Dass man auch schon in der ersten Hälfte des vergangenen Jahrhunderts eine rasante Karussellfahrt zu schätzen wusste, erfährt der interessierte Wiesnbesucher bei einer Fahrt ins Paradies. Mit bis zu 40 Stundenkilometern geht es über Berge und durch Täler, deren Gefälle erstaunlich steil sind. Der kleine Radius des Karussells tut sein Übriges und so sorgen laterale und vertikale Beschleunigungen für das Entzücken der Fahrgäste. Dabei ist die aktuelle Geschwindigkeit vom TÜV schon verringert worden und entspricht nicht mehr dem Urzustand.

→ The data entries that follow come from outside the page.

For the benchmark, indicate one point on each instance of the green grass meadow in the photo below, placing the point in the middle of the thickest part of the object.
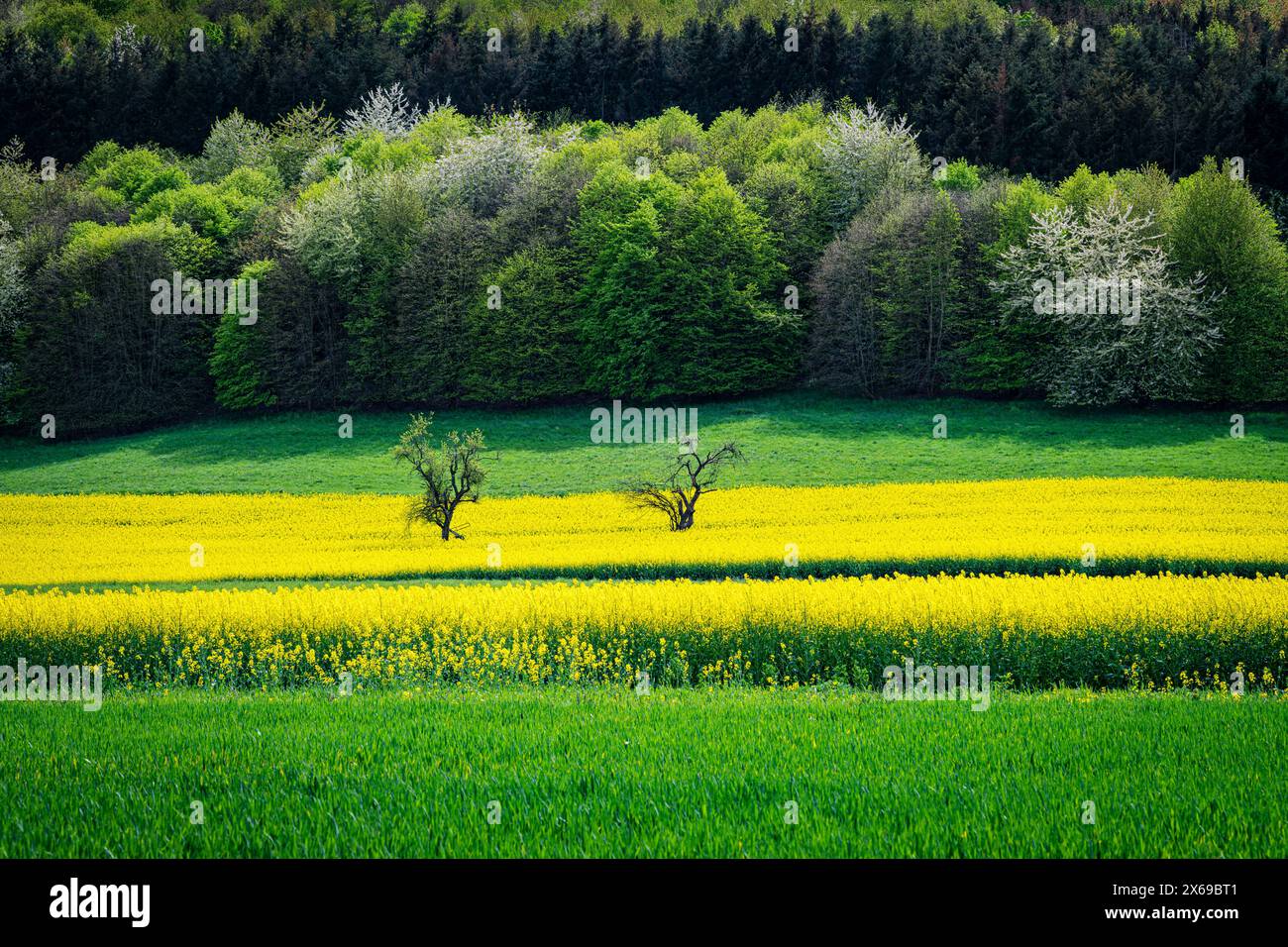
(791, 440)
(595, 772)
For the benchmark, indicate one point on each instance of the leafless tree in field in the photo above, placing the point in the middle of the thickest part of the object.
(452, 474)
(691, 475)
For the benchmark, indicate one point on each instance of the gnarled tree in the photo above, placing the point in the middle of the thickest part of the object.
(452, 474)
(691, 475)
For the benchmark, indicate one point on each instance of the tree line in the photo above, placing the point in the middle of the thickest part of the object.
(1017, 91)
(410, 254)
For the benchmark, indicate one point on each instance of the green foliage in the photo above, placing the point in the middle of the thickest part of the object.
(960, 175)
(545, 450)
(137, 174)
(239, 364)
(682, 289)
(527, 350)
(1083, 189)
(404, 22)
(1218, 228)
(94, 352)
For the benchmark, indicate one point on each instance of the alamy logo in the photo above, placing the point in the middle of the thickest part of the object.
(102, 900)
(649, 425)
(1091, 295)
(938, 684)
(192, 296)
(73, 684)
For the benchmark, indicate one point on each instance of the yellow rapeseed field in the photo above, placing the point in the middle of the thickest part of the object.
(1035, 525)
(1146, 631)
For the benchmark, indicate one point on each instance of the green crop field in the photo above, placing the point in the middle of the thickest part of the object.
(793, 440)
(591, 772)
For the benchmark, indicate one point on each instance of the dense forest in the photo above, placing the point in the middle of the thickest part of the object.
(382, 206)
(1029, 93)
(411, 254)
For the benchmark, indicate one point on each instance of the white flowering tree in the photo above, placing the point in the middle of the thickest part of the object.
(867, 153)
(12, 294)
(481, 171)
(385, 110)
(1126, 328)
(233, 142)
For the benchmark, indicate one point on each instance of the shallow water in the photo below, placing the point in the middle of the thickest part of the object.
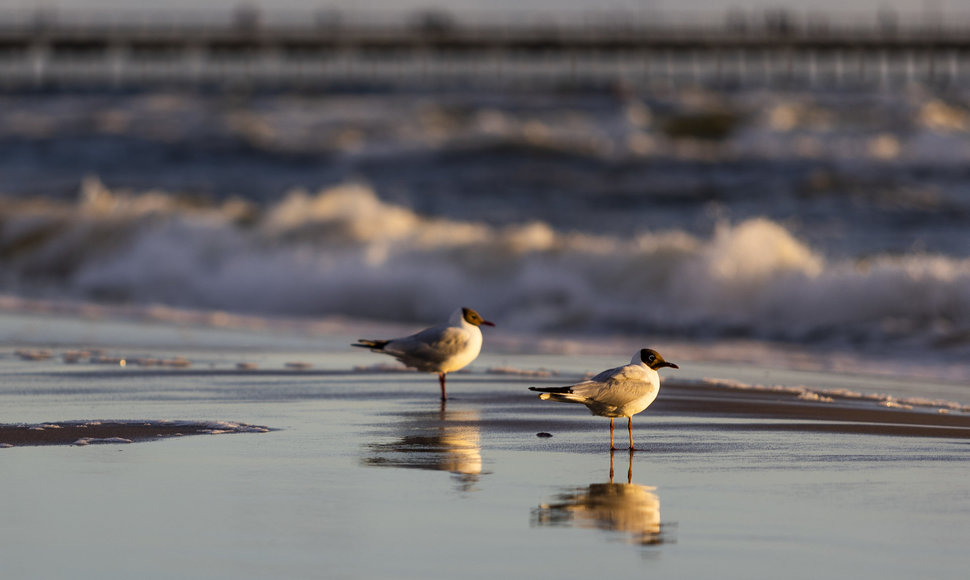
(367, 476)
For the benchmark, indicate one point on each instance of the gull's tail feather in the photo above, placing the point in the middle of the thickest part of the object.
(371, 344)
(563, 394)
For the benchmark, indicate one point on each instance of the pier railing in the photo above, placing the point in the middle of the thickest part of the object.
(42, 50)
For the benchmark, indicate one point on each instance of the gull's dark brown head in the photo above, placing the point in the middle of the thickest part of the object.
(652, 359)
(472, 317)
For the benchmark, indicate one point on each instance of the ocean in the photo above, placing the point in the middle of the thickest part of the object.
(820, 219)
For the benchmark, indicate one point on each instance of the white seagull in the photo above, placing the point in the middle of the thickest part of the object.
(619, 392)
(440, 349)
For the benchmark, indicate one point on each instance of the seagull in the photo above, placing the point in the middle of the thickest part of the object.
(440, 349)
(619, 392)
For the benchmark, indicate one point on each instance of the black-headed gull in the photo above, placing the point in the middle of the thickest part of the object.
(620, 392)
(440, 349)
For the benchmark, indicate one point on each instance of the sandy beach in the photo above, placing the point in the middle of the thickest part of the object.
(365, 474)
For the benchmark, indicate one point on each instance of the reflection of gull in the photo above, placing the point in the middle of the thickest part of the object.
(618, 392)
(621, 507)
(442, 441)
(440, 349)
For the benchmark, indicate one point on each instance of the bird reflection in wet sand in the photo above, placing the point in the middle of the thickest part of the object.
(627, 507)
(439, 441)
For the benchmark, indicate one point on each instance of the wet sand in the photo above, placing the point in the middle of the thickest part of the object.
(733, 482)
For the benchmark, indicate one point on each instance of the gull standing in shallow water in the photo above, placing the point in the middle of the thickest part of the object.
(620, 392)
(440, 349)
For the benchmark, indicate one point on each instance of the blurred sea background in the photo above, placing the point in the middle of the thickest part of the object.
(403, 158)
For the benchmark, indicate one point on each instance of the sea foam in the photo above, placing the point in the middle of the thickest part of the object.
(345, 251)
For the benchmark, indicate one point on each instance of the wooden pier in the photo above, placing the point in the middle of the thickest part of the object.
(433, 51)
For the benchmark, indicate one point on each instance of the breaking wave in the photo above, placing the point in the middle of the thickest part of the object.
(344, 251)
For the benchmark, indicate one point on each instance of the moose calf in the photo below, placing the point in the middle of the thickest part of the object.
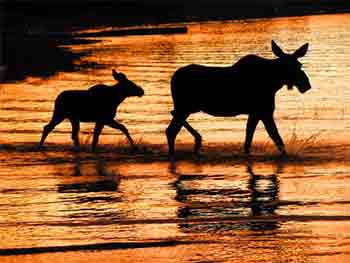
(98, 104)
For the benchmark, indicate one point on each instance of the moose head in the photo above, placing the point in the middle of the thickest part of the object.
(292, 68)
(130, 89)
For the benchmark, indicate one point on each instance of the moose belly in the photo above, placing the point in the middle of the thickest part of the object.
(88, 113)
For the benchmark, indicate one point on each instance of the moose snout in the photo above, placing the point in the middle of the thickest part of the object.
(140, 92)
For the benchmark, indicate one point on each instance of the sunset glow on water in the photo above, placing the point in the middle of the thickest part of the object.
(223, 207)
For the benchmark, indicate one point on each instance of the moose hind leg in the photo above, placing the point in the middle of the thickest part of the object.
(172, 131)
(251, 126)
(116, 125)
(75, 132)
(196, 135)
(272, 130)
(97, 131)
(49, 127)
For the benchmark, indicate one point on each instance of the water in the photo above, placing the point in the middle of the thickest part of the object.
(222, 207)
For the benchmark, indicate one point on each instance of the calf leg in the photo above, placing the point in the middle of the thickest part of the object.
(251, 126)
(196, 135)
(116, 125)
(97, 131)
(56, 119)
(75, 132)
(173, 129)
(271, 128)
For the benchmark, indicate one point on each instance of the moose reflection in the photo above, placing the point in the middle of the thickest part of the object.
(200, 199)
(247, 87)
(98, 104)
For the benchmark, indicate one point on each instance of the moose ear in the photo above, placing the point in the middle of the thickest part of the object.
(276, 49)
(118, 76)
(300, 52)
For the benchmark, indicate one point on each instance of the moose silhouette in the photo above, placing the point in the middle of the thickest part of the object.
(98, 104)
(247, 87)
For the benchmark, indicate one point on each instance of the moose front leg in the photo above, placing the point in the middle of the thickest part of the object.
(251, 126)
(272, 130)
(75, 132)
(97, 132)
(116, 125)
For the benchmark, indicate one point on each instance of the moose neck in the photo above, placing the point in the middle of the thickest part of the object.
(119, 94)
(279, 74)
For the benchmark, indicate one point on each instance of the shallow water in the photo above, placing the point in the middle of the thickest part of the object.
(222, 207)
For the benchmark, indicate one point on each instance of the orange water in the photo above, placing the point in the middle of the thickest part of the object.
(59, 197)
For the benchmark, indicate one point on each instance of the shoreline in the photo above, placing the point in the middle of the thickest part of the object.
(67, 17)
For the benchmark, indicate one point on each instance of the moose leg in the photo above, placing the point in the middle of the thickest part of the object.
(49, 127)
(271, 128)
(97, 132)
(196, 135)
(173, 129)
(251, 126)
(75, 132)
(116, 125)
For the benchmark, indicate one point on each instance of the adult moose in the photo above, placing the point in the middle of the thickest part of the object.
(98, 104)
(247, 87)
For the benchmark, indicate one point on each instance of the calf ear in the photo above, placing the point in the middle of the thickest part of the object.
(276, 49)
(118, 76)
(300, 52)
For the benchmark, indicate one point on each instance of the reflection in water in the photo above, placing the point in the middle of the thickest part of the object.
(202, 198)
(97, 191)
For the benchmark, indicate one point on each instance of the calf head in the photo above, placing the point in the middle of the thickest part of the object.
(291, 70)
(128, 88)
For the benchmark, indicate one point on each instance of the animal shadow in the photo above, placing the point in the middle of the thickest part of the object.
(259, 198)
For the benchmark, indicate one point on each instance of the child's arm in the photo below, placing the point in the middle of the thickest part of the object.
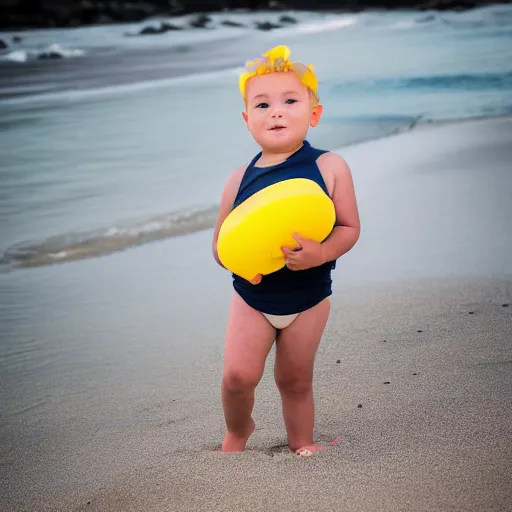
(226, 204)
(344, 236)
(346, 233)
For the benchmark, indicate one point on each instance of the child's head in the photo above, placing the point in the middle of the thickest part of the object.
(281, 100)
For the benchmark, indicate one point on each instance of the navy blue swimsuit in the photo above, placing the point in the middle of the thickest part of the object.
(285, 292)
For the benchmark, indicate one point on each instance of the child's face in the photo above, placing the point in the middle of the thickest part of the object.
(279, 110)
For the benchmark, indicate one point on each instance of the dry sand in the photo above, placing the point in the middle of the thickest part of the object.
(129, 417)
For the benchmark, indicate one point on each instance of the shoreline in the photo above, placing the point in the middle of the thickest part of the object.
(68, 20)
(111, 367)
(91, 248)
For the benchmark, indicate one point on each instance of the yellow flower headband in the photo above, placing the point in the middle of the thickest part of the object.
(276, 60)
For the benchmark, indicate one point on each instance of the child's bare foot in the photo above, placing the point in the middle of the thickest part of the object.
(307, 451)
(233, 443)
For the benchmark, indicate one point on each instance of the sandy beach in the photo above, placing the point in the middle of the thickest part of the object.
(413, 374)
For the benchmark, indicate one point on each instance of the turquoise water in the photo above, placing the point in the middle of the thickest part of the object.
(94, 166)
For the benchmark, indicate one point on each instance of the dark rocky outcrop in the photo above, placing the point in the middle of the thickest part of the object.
(20, 14)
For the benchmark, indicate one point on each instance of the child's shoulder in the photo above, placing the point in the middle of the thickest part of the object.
(332, 163)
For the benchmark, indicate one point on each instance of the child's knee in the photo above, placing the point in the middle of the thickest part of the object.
(235, 380)
(296, 385)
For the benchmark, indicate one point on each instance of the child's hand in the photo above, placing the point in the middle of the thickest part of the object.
(310, 254)
(256, 279)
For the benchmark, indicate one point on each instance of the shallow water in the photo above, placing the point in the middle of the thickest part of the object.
(129, 144)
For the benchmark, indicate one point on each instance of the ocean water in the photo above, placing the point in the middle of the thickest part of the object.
(129, 139)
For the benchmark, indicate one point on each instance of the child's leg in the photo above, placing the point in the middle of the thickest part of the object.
(295, 356)
(248, 342)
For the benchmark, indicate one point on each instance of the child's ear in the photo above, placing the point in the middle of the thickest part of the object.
(316, 115)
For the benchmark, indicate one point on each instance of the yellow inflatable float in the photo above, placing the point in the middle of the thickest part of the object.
(251, 236)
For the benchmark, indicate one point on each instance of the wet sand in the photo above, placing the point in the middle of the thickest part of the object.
(111, 367)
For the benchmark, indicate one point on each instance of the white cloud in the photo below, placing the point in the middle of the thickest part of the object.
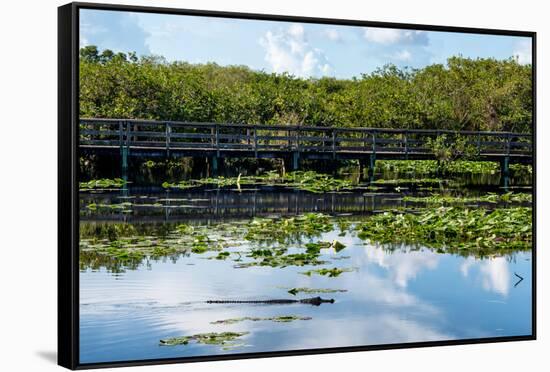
(403, 55)
(332, 34)
(496, 275)
(394, 36)
(523, 52)
(289, 51)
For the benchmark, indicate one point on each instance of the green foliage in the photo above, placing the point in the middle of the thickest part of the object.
(331, 273)
(213, 338)
(104, 183)
(453, 229)
(294, 291)
(463, 94)
(449, 148)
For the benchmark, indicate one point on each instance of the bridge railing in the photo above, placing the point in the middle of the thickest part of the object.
(172, 135)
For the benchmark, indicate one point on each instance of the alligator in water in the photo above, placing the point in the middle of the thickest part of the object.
(315, 301)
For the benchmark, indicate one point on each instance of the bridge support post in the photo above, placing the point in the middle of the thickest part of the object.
(124, 162)
(214, 166)
(505, 172)
(372, 164)
(295, 160)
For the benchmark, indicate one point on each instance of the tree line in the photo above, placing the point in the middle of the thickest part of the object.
(462, 94)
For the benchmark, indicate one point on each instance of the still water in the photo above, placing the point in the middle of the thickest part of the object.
(403, 294)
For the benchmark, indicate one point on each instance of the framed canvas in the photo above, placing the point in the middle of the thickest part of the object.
(246, 185)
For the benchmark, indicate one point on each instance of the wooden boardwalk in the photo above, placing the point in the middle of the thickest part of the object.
(150, 139)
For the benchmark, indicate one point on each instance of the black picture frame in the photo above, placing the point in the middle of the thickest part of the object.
(68, 155)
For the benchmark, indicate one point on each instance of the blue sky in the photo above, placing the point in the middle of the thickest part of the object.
(305, 50)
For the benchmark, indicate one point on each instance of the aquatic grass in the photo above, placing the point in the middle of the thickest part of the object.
(303, 180)
(331, 273)
(431, 167)
(276, 319)
(453, 229)
(295, 291)
(103, 183)
(212, 338)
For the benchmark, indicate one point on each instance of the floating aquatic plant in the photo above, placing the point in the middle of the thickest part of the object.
(295, 291)
(509, 197)
(454, 229)
(103, 183)
(277, 319)
(331, 273)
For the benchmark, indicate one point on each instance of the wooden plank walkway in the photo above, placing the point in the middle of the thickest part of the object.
(176, 139)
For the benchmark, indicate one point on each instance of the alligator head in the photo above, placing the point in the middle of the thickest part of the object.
(316, 301)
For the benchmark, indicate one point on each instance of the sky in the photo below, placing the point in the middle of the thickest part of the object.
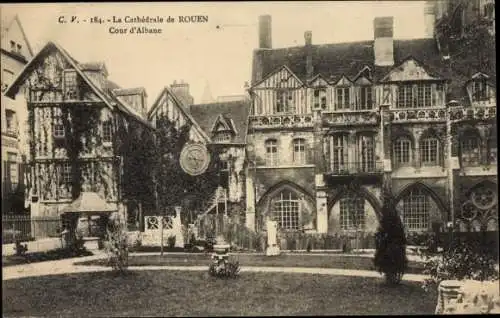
(217, 52)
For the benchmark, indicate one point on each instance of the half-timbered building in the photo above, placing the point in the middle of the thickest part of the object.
(87, 145)
(334, 127)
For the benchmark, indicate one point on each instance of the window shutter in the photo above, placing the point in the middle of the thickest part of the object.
(310, 153)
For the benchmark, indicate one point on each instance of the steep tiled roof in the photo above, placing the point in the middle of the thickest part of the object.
(129, 91)
(332, 61)
(235, 111)
(110, 99)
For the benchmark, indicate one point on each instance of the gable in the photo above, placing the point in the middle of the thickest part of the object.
(282, 78)
(15, 33)
(223, 124)
(409, 70)
(343, 81)
(363, 81)
(319, 81)
(167, 104)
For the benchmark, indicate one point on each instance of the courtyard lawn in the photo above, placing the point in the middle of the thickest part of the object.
(318, 261)
(178, 293)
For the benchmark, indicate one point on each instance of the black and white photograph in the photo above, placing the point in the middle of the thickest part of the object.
(280, 158)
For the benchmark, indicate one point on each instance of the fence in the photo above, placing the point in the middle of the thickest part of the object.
(27, 228)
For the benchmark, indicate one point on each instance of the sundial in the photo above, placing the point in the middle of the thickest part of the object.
(194, 159)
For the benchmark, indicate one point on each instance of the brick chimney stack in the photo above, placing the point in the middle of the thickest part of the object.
(265, 32)
(308, 47)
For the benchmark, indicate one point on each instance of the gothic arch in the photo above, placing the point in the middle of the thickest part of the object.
(426, 189)
(432, 132)
(401, 132)
(263, 205)
(359, 191)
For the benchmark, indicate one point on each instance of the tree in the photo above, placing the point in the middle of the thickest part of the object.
(390, 255)
(172, 184)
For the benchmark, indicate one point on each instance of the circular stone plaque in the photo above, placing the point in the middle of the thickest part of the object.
(194, 159)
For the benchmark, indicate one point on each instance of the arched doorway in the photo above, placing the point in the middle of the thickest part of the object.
(289, 205)
(352, 212)
(479, 210)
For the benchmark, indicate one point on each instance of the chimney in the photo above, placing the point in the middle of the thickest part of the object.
(308, 49)
(265, 32)
(429, 18)
(383, 44)
(181, 90)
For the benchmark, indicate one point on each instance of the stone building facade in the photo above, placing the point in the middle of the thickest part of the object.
(334, 126)
(15, 54)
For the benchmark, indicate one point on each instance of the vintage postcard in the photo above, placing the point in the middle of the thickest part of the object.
(249, 158)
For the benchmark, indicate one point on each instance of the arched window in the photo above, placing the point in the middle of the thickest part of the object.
(286, 210)
(338, 153)
(271, 152)
(470, 151)
(352, 212)
(107, 131)
(429, 151)
(366, 153)
(416, 211)
(222, 136)
(299, 151)
(401, 151)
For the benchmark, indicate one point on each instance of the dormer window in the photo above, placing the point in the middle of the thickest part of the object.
(70, 85)
(319, 98)
(364, 99)
(222, 136)
(480, 91)
(342, 97)
(107, 131)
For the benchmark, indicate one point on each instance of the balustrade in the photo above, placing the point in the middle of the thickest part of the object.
(349, 118)
(281, 121)
(417, 115)
(472, 113)
(351, 168)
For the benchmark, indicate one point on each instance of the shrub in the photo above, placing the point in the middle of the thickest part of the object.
(390, 254)
(117, 247)
(464, 259)
(224, 269)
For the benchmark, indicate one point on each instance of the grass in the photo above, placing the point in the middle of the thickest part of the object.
(36, 257)
(327, 261)
(178, 293)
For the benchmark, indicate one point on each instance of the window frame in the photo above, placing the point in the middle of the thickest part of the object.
(426, 151)
(12, 160)
(299, 147)
(416, 214)
(366, 153)
(73, 95)
(11, 121)
(339, 153)
(482, 93)
(398, 151)
(286, 211)
(342, 101)
(107, 131)
(365, 97)
(271, 156)
(226, 134)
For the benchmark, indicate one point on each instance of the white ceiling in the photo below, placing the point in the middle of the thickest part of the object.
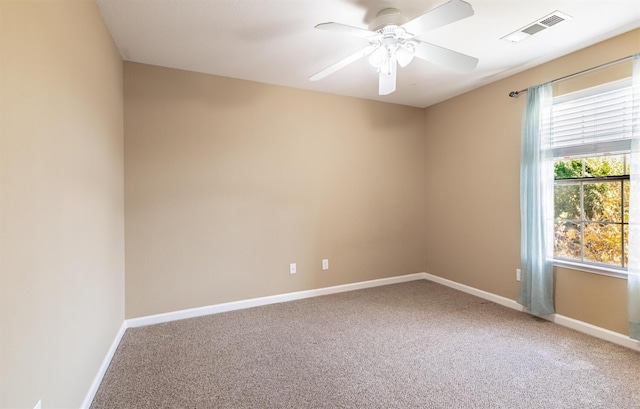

1939 wurde die Berg- und Talbahn gebaut und viel 1955 dem Zeitgeist zum Opfer. Nach Bayern und damit auch zu seiner Wiesnpremiere kam sie jedoch erst zur Historischen Wiesn 2010. Nach fast 50 Jahren im Lager befand sie sich noch in einem erstaunlich guten Zustand, so dass sie über Jahre hinweg mühevoll restauriert wurde. Ein Glück ist es, dass der TÜV keine nachträgliche Installation von Sicherheitsbügeln vorsah. Lediglich das Mindestalter der Fahrgäste musste auf sechs Jahre festgelegt werden.